This paper looks at two aspects of aroma research, First, we'll review the last 20 years of research concerning volatile constituents in foods and beverages, particularly certain volatile constituents formed from sugars and amino acids during food processing, then we’ll give a brief overview of recent developments in gas chromatography-olfactometry.
During the first Weurman symposium in 1975, Rijkens and Boelens discussed the future of aroma research regarding the number of identified volatile constituents in foods and beverages. More than 5,000 such constituents were expected to be present. Twenty years later, our analysis of the identified volatile constituents in foods and beverages reveals that up to 6,600 have been reported so far. These compounds can be grouped into hydrocarbons, oxygen derivatives, nitrogen derivatives and sulfur derivatives.

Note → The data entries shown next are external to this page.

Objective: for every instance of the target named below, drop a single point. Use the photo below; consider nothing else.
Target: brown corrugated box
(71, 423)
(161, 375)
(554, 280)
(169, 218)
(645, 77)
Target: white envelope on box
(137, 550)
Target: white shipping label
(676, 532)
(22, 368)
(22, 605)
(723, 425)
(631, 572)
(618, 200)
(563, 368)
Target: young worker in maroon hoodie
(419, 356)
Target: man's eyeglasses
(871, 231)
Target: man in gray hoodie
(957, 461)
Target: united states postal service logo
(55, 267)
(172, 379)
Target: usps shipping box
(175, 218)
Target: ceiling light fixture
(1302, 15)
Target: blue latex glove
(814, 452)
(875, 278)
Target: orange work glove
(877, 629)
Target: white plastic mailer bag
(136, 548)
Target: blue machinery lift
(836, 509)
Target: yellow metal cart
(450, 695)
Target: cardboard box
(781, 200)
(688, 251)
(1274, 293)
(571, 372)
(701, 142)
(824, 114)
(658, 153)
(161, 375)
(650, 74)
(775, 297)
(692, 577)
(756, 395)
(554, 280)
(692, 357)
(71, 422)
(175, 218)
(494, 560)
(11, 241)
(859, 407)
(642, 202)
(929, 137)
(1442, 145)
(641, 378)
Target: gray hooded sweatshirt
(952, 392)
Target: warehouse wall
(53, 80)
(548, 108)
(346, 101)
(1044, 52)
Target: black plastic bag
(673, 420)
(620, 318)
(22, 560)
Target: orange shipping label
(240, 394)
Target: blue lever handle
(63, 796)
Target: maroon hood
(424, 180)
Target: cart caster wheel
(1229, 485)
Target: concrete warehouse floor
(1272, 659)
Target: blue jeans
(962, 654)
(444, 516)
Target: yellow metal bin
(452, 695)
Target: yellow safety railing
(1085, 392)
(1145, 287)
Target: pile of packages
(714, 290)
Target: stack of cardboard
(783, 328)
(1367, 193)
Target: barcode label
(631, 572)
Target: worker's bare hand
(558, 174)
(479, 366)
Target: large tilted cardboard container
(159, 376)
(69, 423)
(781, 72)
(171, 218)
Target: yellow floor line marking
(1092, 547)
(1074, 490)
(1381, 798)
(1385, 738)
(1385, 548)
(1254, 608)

It is general knowledge that many flavor components are formed from sugars and amino acids during food processing. During this processing, the Maillard reaction occurs, followed by the Heinz rearrangement and/or the Amadori rearrangement, leading finally to the formation of a series of volatile flavor compounds. Some important groups of these flavor compounds are the esters, the disulfides and methylthio derivatives, and the oxazoles and thiazoles, Trends in each of these three groups will be discussed. We’ll also discuss trends in natural stereoisomers and in the formation of new volatile nitrogen compounds and sulfur compounds, such as the 1,3,5 -dithiazines.